The dark being stood from his chair and Arley squared her shoulders as if she were readying herself for a fight, she didn't care if the beings had made the universe, she didn't care what they could do to her. She would fight them until her atoms were split and scattered across the galaxy.
But no blows came.
"I am Nekron. The one that ends."
"He means destroys." The high pitched voice added on; the being made of light stood. "I am Entity, the one who creates. Together Arley Gluck we have made this universe."
"We make them all," Nekron said.
"What does that have to do with me?" Arley wondered sharply and Entity waved their hand and two marble cheese pieces appeared on the table.
Entity moved its hand out to display the figures. Arley took both from the table.
One was a girl bound in chains; the figure was small but in her hands, despite the chains around her wrists there was a sword.
There was a scar on her face and a frown on her lips.
The figure was her.
The other figure was of a hulk of a man draped in a bear skin cape, holding a spear. He too had scars on his face; claw marks.
It was Savage.
"You're mine this time around," Entity said, "A girl who lives-who doesn't know how to die no matter what the universe throws at her."
"Who destroys with her every touch," Nekron chuckled. "You're mine in every other lifetime."
"What do you mean yours?"
"Who fastened you girl? Was it me this time around."

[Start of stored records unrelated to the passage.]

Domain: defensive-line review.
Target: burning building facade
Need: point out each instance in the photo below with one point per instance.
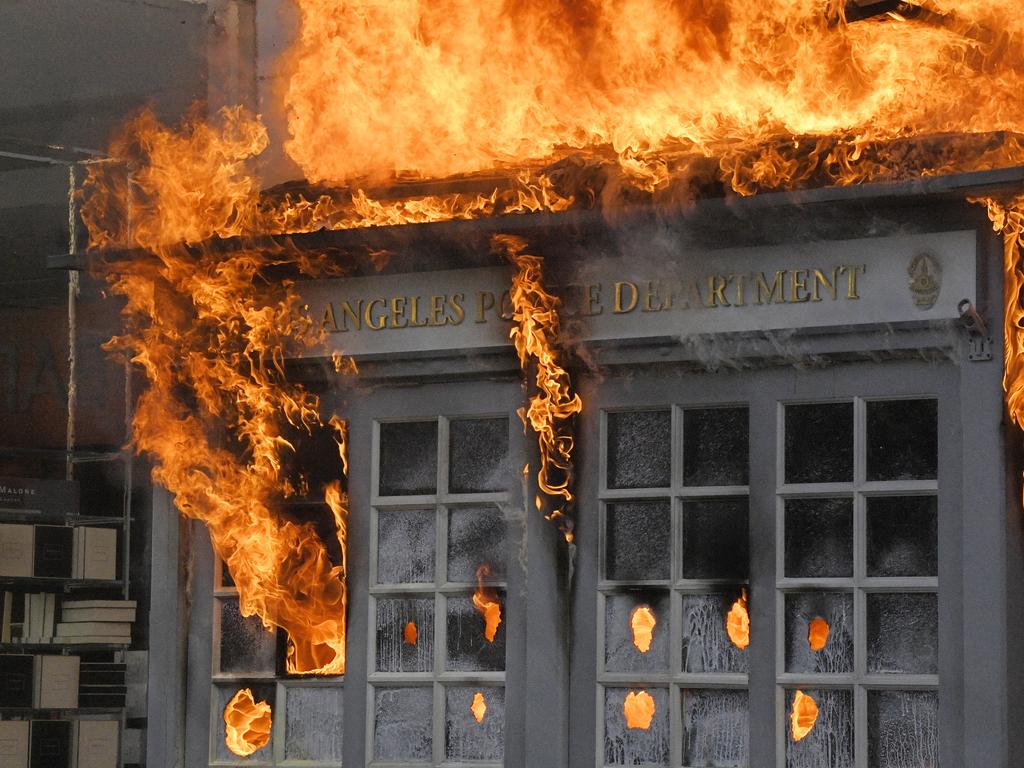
(687, 444)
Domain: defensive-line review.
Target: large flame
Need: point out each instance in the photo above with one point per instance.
(218, 406)
(247, 724)
(485, 601)
(550, 414)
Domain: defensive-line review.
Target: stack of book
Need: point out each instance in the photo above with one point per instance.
(57, 552)
(102, 684)
(48, 743)
(95, 622)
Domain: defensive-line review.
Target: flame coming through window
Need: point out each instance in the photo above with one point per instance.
(737, 623)
(485, 601)
(639, 710)
(536, 333)
(642, 623)
(410, 634)
(479, 707)
(247, 724)
(804, 715)
(817, 634)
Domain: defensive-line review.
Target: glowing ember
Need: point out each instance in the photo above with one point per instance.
(639, 710)
(642, 623)
(485, 601)
(737, 623)
(479, 707)
(410, 634)
(817, 634)
(217, 402)
(805, 714)
(247, 724)
(536, 334)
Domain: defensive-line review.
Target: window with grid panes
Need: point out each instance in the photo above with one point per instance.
(675, 544)
(440, 499)
(857, 582)
(307, 719)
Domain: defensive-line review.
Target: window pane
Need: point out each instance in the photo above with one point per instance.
(818, 538)
(468, 647)
(902, 537)
(478, 458)
(819, 442)
(639, 541)
(406, 546)
(902, 439)
(402, 730)
(707, 646)
(476, 537)
(246, 646)
(637, 745)
(409, 458)
(716, 728)
(819, 632)
(903, 729)
(903, 633)
(715, 446)
(829, 743)
(639, 450)
(314, 723)
(467, 737)
(716, 539)
(643, 649)
(400, 647)
(223, 694)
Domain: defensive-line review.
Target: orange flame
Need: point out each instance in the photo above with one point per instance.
(247, 724)
(410, 634)
(642, 623)
(218, 406)
(805, 714)
(639, 710)
(737, 623)
(817, 634)
(536, 335)
(485, 601)
(479, 707)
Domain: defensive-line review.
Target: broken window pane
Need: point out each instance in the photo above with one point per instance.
(715, 446)
(468, 647)
(246, 646)
(903, 633)
(903, 536)
(314, 723)
(478, 458)
(903, 729)
(222, 694)
(902, 439)
(829, 743)
(716, 728)
(621, 652)
(818, 538)
(625, 745)
(639, 541)
(716, 539)
(400, 648)
(639, 449)
(406, 546)
(476, 537)
(819, 442)
(804, 609)
(707, 646)
(409, 458)
(402, 724)
(467, 737)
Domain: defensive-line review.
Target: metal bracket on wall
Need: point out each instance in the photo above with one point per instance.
(979, 340)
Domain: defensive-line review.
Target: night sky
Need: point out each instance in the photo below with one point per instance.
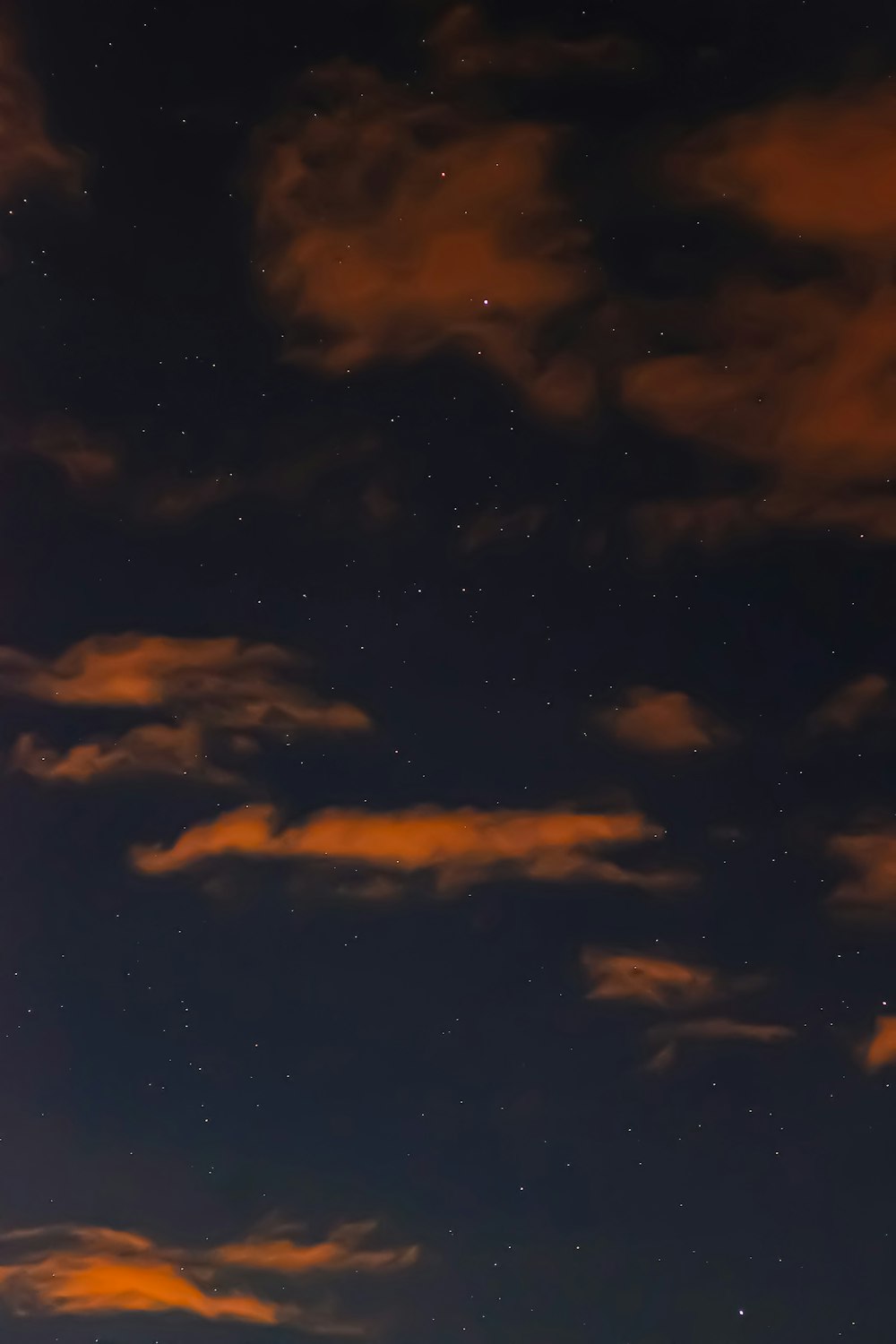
(447, 672)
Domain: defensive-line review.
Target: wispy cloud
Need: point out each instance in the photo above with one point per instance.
(667, 1038)
(27, 153)
(852, 704)
(871, 892)
(656, 981)
(454, 847)
(101, 1271)
(151, 749)
(879, 1051)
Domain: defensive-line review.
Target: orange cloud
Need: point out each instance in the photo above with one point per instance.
(465, 50)
(392, 228)
(880, 1050)
(871, 892)
(457, 847)
(817, 168)
(669, 1037)
(151, 749)
(713, 521)
(27, 155)
(852, 703)
(657, 981)
(661, 720)
(796, 379)
(222, 683)
(101, 1271)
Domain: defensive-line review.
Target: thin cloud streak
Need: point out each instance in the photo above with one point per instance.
(454, 847)
(101, 1271)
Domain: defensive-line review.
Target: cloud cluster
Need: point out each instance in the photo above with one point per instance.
(101, 1271)
(662, 720)
(209, 687)
(798, 379)
(452, 847)
(392, 225)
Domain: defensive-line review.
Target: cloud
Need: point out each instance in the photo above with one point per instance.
(455, 849)
(392, 226)
(102, 1271)
(871, 892)
(662, 720)
(466, 50)
(852, 704)
(222, 683)
(817, 168)
(151, 749)
(669, 1037)
(89, 460)
(713, 521)
(656, 981)
(880, 1050)
(797, 381)
(27, 155)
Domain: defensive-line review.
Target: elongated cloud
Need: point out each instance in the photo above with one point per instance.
(880, 1050)
(223, 683)
(871, 892)
(662, 720)
(852, 704)
(465, 50)
(454, 847)
(817, 168)
(27, 153)
(657, 981)
(102, 1271)
(670, 1035)
(392, 226)
(152, 749)
(713, 521)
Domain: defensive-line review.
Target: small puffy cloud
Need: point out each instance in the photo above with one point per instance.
(151, 749)
(852, 704)
(27, 153)
(879, 1051)
(662, 720)
(817, 168)
(454, 847)
(657, 981)
(101, 1271)
(222, 683)
(669, 1037)
(392, 226)
(871, 892)
(466, 50)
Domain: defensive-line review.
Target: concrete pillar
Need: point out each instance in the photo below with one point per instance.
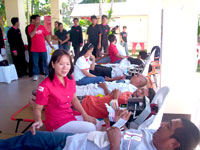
(15, 8)
(55, 12)
(179, 55)
(154, 34)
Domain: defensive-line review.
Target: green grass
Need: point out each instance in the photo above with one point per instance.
(198, 68)
(136, 53)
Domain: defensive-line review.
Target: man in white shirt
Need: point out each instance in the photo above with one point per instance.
(107, 87)
(178, 134)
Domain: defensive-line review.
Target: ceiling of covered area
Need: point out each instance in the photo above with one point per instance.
(119, 9)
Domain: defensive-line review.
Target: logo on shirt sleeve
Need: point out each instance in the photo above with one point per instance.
(133, 136)
(39, 32)
(40, 88)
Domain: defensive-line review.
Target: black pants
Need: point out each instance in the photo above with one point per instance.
(20, 64)
(76, 51)
(104, 46)
(102, 71)
(30, 64)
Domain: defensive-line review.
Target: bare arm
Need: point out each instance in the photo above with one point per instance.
(115, 78)
(32, 34)
(99, 58)
(104, 87)
(67, 39)
(47, 39)
(37, 111)
(99, 43)
(92, 66)
(121, 38)
(120, 56)
(77, 105)
(85, 72)
(114, 137)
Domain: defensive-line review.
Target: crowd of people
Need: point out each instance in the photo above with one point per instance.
(73, 125)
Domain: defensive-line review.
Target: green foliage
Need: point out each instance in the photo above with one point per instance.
(67, 8)
(97, 1)
(84, 23)
(2, 15)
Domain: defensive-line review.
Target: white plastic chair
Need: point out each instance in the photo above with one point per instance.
(147, 63)
(154, 121)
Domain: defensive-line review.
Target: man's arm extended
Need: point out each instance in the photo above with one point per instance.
(114, 137)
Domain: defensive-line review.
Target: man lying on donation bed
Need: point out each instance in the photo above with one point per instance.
(178, 134)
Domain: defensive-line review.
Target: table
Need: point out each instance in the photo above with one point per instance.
(8, 73)
(134, 45)
(49, 51)
(25, 114)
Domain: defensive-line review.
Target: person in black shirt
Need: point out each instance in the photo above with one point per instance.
(94, 36)
(105, 31)
(114, 30)
(17, 47)
(1, 40)
(76, 37)
(123, 39)
(30, 64)
(63, 37)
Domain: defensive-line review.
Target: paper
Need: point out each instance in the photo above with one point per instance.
(120, 123)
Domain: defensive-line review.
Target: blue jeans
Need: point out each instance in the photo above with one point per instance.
(41, 141)
(104, 60)
(63, 46)
(125, 45)
(118, 61)
(36, 56)
(88, 80)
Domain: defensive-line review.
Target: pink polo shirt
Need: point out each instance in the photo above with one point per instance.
(57, 101)
(38, 41)
(113, 51)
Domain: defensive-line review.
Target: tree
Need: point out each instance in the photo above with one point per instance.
(2, 14)
(67, 8)
(37, 7)
(104, 1)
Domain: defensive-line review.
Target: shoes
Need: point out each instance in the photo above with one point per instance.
(35, 77)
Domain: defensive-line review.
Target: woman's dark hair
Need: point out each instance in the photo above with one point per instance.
(59, 24)
(14, 20)
(112, 38)
(93, 17)
(84, 50)
(188, 136)
(104, 16)
(75, 19)
(56, 58)
(152, 93)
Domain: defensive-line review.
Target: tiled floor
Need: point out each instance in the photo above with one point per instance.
(13, 97)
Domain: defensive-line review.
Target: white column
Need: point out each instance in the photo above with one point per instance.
(154, 35)
(15, 8)
(55, 12)
(179, 54)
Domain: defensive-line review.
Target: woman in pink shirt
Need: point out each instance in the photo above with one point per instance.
(58, 93)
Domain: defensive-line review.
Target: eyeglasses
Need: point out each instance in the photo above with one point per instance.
(89, 45)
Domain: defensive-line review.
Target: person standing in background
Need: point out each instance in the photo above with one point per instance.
(56, 27)
(38, 35)
(63, 37)
(1, 40)
(17, 47)
(123, 39)
(30, 65)
(105, 31)
(94, 36)
(76, 37)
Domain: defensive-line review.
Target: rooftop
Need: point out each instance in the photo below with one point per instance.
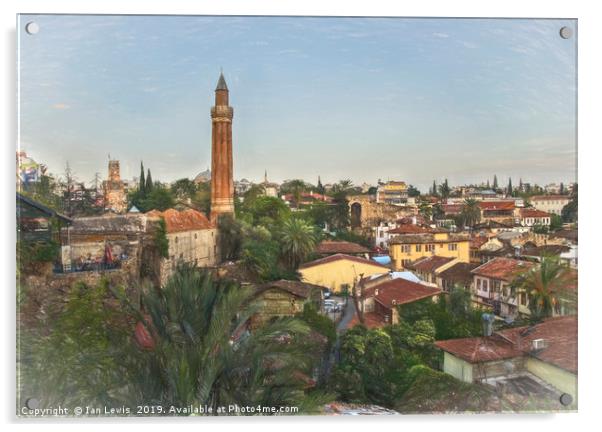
(328, 247)
(459, 272)
(341, 257)
(502, 268)
(429, 264)
(399, 291)
(549, 197)
(559, 335)
(410, 229)
(496, 205)
(179, 221)
(297, 288)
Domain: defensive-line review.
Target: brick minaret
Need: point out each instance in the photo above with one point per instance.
(222, 183)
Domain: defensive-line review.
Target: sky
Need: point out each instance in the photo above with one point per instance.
(364, 99)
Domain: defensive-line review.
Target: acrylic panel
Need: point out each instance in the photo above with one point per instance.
(236, 215)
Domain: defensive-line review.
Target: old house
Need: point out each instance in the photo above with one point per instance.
(406, 248)
(192, 240)
(284, 298)
(129, 242)
(333, 247)
(339, 272)
(378, 303)
(108, 242)
(533, 217)
(498, 211)
(115, 198)
(544, 354)
(550, 203)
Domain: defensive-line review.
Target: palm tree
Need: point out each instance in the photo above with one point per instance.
(546, 285)
(471, 212)
(298, 241)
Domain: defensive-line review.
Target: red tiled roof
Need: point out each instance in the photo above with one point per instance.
(334, 247)
(178, 221)
(373, 320)
(533, 213)
(559, 335)
(496, 205)
(399, 291)
(429, 264)
(452, 208)
(459, 272)
(338, 257)
(297, 288)
(502, 268)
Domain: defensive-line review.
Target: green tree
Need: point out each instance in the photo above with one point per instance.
(159, 198)
(149, 186)
(444, 189)
(183, 189)
(569, 212)
(230, 238)
(320, 188)
(161, 240)
(297, 242)
(142, 181)
(555, 222)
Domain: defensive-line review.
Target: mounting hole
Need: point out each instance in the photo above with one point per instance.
(32, 27)
(566, 399)
(566, 32)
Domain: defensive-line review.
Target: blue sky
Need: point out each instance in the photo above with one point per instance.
(358, 98)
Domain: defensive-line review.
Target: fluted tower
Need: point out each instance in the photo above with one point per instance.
(222, 182)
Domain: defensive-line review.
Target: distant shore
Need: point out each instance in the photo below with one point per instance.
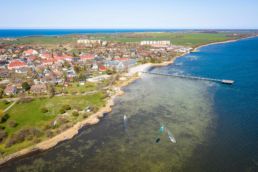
(95, 118)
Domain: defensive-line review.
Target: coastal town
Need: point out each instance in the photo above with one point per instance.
(51, 87)
(31, 70)
(51, 79)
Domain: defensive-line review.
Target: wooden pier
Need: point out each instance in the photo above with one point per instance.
(223, 81)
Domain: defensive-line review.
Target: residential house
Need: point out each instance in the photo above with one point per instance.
(16, 64)
(38, 89)
(10, 90)
(30, 52)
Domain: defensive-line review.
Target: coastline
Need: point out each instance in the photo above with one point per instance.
(95, 118)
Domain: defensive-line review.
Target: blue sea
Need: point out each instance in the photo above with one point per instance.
(13, 33)
(215, 125)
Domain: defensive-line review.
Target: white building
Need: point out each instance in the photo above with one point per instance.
(156, 43)
(88, 41)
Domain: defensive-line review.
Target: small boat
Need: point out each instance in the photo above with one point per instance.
(171, 137)
(125, 118)
(161, 129)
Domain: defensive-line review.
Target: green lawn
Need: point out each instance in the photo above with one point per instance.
(77, 88)
(3, 105)
(29, 115)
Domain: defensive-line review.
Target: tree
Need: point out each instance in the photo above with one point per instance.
(1, 92)
(52, 91)
(25, 86)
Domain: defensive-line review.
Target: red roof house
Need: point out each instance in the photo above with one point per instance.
(102, 68)
(121, 59)
(87, 57)
(30, 52)
(16, 64)
(48, 61)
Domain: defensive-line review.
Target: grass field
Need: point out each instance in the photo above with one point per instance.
(192, 39)
(29, 114)
(3, 105)
(186, 39)
(77, 88)
(45, 40)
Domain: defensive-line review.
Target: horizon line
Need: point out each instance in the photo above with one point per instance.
(78, 28)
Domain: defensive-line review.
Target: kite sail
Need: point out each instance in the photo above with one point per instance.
(163, 129)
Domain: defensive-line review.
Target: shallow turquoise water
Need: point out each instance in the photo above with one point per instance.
(216, 126)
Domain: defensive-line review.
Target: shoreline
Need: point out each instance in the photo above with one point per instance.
(95, 118)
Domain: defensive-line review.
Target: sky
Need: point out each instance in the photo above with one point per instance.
(152, 14)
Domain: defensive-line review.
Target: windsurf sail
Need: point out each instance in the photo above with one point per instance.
(171, 137)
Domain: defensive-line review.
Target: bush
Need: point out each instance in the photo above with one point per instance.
(25, 100)
(44, 110)
(49, 133)
(6, 102)
(75, 113)
(62, 110)
(12, 123)
(4, 118)
(3, 135)
(67, 107)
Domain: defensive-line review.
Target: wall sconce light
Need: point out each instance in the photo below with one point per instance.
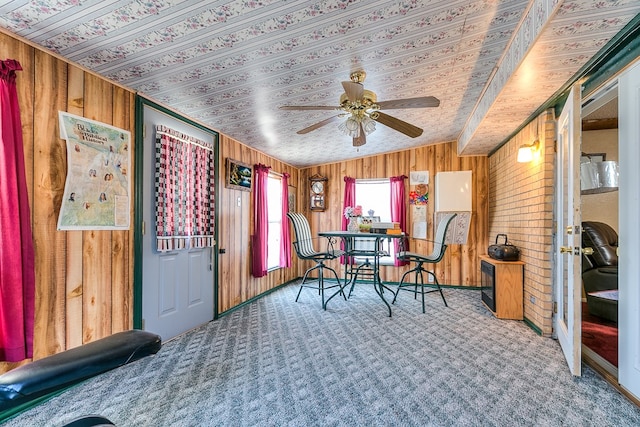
(526, 152)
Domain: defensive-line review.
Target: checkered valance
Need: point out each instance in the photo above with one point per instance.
(184, 191)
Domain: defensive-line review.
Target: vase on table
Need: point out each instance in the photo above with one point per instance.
(353, 225)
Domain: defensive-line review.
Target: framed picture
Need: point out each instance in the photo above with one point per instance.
(239, 175)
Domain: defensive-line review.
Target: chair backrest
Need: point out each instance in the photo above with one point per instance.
(304, 242)
(604, 241)
(439, 245)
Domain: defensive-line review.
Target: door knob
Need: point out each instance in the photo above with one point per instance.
(587, 251)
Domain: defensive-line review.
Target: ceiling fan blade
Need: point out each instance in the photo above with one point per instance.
(397, 124)
(354, 90)
(420, 102)
(317, 125)
(308, 107)
(361, 139)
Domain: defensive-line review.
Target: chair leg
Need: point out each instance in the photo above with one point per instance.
(304, 279)
(418, 270)
(435, 280)
(402, 284)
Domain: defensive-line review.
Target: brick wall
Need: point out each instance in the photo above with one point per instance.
(521, 206)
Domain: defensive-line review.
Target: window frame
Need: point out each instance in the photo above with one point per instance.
(274, 242)
(388, 245)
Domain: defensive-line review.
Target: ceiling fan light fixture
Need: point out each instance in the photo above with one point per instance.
(350, 127)
(368, 125)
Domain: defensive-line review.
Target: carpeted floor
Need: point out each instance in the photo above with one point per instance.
(600, 335)
(279, 363)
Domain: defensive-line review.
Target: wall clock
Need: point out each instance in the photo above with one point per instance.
(318, 189)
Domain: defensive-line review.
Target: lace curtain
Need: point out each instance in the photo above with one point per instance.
(184, 186)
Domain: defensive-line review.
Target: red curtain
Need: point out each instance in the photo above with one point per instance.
(260, 236)
(17, 271)
(285, 235)
(399, 212)
(349, 200)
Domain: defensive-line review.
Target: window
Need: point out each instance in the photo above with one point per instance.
(375, 195)
(274, 201)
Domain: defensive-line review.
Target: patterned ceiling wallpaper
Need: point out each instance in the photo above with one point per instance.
(232, 64)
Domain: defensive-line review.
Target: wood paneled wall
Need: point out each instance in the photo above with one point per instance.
(460, 265)
(235, 227)
(84, 279)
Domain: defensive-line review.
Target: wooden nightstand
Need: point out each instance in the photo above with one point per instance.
(502, 287)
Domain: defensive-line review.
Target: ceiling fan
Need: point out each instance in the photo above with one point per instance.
(362, 110)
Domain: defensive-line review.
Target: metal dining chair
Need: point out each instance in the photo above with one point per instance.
(439, 248)
(304, 247)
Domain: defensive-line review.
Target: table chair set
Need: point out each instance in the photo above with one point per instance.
(368, 248)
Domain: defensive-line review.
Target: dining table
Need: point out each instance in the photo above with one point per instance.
(372, 251)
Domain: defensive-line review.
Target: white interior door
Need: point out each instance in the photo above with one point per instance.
(177, 286)
(568, 233)
(629, 235)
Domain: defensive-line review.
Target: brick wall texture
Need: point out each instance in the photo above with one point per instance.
(521, 206)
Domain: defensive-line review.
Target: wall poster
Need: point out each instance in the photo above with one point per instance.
(97, 192)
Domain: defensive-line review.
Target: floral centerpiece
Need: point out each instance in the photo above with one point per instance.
(353, 214)
(351, 211)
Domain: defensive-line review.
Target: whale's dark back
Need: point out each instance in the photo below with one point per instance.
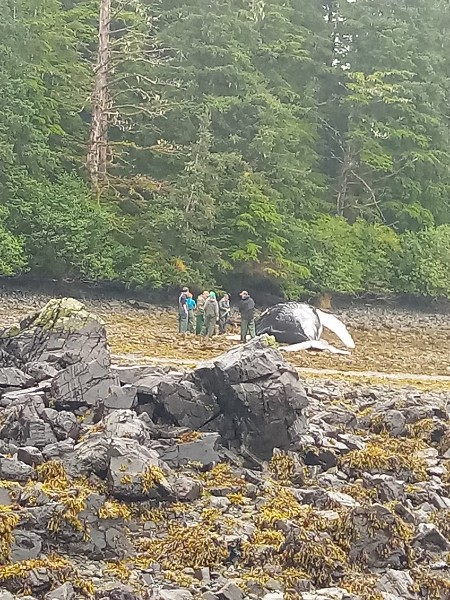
(290, 323)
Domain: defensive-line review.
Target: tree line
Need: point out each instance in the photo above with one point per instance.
(294, 143)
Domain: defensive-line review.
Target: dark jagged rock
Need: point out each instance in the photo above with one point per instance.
(260, 394)
(129, 483)
(172, 400)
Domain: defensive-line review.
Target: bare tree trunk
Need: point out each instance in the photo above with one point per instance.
(98, 139)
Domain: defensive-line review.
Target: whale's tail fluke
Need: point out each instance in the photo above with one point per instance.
(337, 327)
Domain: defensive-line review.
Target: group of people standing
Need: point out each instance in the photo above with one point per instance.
(200, 317)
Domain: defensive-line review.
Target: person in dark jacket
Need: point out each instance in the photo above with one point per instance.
(224, 313)
(211, 315)
(247, 310)
(200, 312)
(183, 311)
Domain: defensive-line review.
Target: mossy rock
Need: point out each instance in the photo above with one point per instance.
(63, 314)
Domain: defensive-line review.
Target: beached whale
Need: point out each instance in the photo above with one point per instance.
(301, 325)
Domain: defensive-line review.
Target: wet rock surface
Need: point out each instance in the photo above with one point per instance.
(235, 481)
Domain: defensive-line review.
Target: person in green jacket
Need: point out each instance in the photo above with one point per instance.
(200, 311)
(191, 305)
(211, 315)
(183, 311)
(247, 310)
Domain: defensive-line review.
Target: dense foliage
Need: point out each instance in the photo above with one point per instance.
(295, 142)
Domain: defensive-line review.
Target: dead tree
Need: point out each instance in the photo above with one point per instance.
(97, 156)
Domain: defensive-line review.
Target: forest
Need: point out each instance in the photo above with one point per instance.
(295, 144)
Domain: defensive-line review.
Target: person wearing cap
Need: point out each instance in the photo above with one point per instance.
(247, 311)
(211, 315)
(224, 313)
(200, 311)
(183, 311)
(191, 305)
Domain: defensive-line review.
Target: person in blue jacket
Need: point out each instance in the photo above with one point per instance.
(191, 306)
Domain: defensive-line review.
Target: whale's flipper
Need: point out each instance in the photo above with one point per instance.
(336, 326)
(314, 345)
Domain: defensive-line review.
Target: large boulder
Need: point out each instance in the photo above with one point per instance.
(259, 393)
(63, 332)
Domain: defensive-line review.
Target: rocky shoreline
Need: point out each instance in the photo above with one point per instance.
(234, 481)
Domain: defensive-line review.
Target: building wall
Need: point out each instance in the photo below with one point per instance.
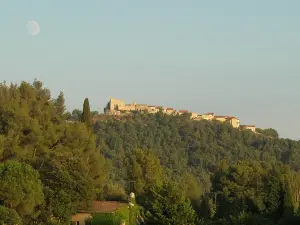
(221, 119)
(141, 107)
(252, 128)
(194, 115)
(116, 103)
(80, 217)
(127, 108)
(234, 122)
(170, 112)
(152, 109)
(207, 116)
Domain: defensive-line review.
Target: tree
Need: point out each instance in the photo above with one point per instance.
(9, 216)
(76, 115)
(60, 104)
(21, 188)
(167, 204)
(86, 114)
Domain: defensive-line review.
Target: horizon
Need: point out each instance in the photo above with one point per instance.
(236, 59)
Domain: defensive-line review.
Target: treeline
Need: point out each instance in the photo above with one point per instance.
(48, 167)
(53, 163)
(226, 175)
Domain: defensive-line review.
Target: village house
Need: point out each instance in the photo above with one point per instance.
(181, 112)
(118, 107)
(249, 127)
(194, 115)
(170, 111)
(207, 116)
(233, 121)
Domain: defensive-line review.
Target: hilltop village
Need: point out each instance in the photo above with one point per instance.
(118, 107)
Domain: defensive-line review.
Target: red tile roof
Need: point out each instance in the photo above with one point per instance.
(222, 117)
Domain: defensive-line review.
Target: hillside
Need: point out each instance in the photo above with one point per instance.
(185, 145)
(181, 171)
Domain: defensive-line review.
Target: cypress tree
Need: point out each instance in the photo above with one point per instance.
(86, 114)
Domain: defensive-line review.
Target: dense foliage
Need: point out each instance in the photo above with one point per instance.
(48, 167)
(230, 176)
(182, 171)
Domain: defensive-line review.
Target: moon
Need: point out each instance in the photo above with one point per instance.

"Only because it was I who fastened Savage; I cannot have two pieces on the board," said Nekron. "My Morningstar in every other life."
Arleys fists clenched around the figurines in her hands.
Board. They spoke about her and Savage like game pieces; chess pieces.
"You're saying everything I've gone through was all just some part of a game?"
"Yes," Nekron answered easily; like it was no sweat off their back. "One I lost this time around. I should have made sure to claim you, you always seem to win not by our doing."
"Win!" Arleys laugh was hollow. She pointed to the scar on her face; there was no pain when she moved— the scars on her back didn't stretch —but the phantom pain she could remember burned at the back of her mind. "You call this a fucking win!"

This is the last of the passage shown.